Introduction

WinRQA is a Windows application, written in C#, dedicated to the recurrence plots and recurrence analysis. In the first article about this application, I posted a first basic version of the application. In the present article, I post a new release with some useful tools. (If you prefer to read a spanish version, you can visit my blog).

The changes made in this release are the following:

Now, you can read csv files with more than one time series (columns must be separated by a semicolon). This way, you can, by example, work with complete theoretical systems and compare them with simplified versions of them, built from a single time series from those in the whole system.
The cross recurrence plots now can be rectangular, if the two system have different window size. This is the correct approach in this type of recurrence plots. Also, some minor inaccuracies have been corrected in the calculations of the recurrence quantification measures.
I have added a tool to draw the changes of the linear autocorrelation of the series along with the changes in the delay. This can help us to select the correct value for the delay used in the recurrence plot.
I have added also a tool similar to the former, but using the mutual information instead of linear correaltion. This can help to select the delay from a non linear point of view.
Finally, I have added another graphical tool to help us to select the embedding dimension, using the correlation dimension as a reference.

Using the new features

Here is a image of the application with the new tool windows:

The updated WinRQA application

In the main recurrence plot window, there is now a third toolbar to access to the tools.

The new tool bar

The AC button launches the autocorrelation tool, the MI button the mutual information tool, and the ED button is for the embedding dimension tool.
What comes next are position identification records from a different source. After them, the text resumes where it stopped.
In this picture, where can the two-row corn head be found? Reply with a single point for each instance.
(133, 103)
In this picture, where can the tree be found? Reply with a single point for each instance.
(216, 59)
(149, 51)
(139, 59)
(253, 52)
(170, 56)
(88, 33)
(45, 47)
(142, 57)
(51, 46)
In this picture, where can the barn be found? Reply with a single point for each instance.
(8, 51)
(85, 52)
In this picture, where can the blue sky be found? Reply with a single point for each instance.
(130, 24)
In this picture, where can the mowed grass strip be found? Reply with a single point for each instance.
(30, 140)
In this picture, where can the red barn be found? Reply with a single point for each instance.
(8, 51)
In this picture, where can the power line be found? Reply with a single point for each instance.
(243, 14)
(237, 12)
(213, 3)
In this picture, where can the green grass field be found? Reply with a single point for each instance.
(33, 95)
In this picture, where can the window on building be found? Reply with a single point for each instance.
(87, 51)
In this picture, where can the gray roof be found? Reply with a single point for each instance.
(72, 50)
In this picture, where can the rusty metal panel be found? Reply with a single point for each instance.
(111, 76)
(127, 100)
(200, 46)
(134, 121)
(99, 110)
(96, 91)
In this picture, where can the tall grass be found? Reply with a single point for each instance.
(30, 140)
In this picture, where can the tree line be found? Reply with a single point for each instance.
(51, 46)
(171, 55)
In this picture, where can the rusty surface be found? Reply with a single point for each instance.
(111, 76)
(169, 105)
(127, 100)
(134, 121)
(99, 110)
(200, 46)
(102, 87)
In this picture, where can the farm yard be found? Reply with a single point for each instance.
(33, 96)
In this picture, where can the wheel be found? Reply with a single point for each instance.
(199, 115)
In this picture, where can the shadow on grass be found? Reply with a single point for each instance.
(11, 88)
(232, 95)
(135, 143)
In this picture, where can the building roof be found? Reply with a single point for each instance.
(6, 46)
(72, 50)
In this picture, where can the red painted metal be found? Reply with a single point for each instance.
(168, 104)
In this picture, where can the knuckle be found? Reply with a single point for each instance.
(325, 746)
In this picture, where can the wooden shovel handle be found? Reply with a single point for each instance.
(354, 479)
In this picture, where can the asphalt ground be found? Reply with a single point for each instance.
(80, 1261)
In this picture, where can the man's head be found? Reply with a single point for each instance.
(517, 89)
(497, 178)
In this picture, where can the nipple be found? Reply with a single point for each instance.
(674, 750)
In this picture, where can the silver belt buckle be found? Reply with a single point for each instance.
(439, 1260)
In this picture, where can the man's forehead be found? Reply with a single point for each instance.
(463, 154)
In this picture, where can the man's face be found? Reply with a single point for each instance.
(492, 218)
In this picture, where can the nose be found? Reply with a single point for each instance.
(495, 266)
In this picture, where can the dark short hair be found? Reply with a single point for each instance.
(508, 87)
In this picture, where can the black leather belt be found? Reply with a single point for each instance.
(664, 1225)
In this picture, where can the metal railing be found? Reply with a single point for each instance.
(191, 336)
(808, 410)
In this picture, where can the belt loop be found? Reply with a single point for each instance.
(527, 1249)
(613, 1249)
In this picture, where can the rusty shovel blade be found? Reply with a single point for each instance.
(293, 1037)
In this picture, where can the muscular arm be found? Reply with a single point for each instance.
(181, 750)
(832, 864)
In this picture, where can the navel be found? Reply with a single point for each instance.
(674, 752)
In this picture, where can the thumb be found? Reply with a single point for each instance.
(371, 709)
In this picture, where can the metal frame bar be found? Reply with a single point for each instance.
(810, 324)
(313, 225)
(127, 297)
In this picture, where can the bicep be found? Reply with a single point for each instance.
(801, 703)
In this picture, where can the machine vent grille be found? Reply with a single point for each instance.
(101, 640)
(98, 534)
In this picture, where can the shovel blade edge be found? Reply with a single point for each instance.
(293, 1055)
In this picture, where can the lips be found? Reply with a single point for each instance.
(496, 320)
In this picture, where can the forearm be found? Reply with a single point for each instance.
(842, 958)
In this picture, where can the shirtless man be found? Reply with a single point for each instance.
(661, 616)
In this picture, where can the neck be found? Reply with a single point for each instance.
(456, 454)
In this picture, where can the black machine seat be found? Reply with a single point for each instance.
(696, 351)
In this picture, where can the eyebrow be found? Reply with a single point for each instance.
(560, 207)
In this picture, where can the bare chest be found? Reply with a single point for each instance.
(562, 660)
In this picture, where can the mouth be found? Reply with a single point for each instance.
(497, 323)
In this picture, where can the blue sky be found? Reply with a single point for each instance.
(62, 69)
The autocorrelation tool window is as follows:

Autocorrelation tool window

With the Refresh button button, the autocorrelation of the series will be calculated, from a distance (delay) of 1 to the maximum distance selected in the Max Distance text box.

With the Window limit selection window buttons you can select the range of the series values used to calculate the autocorrelation. You can select independently start at the beginning of the entire time series or at the beginning of the window used to build the recurrence plot. The same is valid for the end of the data, that can be the end of the entire series or the end of the window for the recurrence plot.

With the left mouse button you can select the delay by clicking on the graph. The corresponding value will be updated inmediately in the main recurrence plot form.

The mutual information tool is almost the same, but, as this is a probabilistic approach, you have to provide a value (resolution) to discretize the data in order to build a fequency histogram for the distribution of the different series values.

One usual criterion is to select the delay in the first local minimum of the graph.

Mutual information window tool

The use is as in the correlation window, you can select a delay by clicking on the graph with the left mouse button.

The last tool is used to select the embedding dimension. In this window, the parameter you can change is the maximun number of embedding dimensions to explore. Each point represents, in the horizontal axis, one embedding dimension, and, in the vertical axis, the corresponding correlation dimension. You can select the embedding dimension at the point where the change in the correlation dimension starts to lower.

Embedding dimension selector tool

Using the code

The three new tool windows are implemented in the classes:

frmAutoCorrelation, for the autocorrelation tool.
frmMutualInformation, for the mutual information tool.
frmEmbeddingDimension, for the embedding dimension tool.
GraphHelper, a helper to draw the graph scales.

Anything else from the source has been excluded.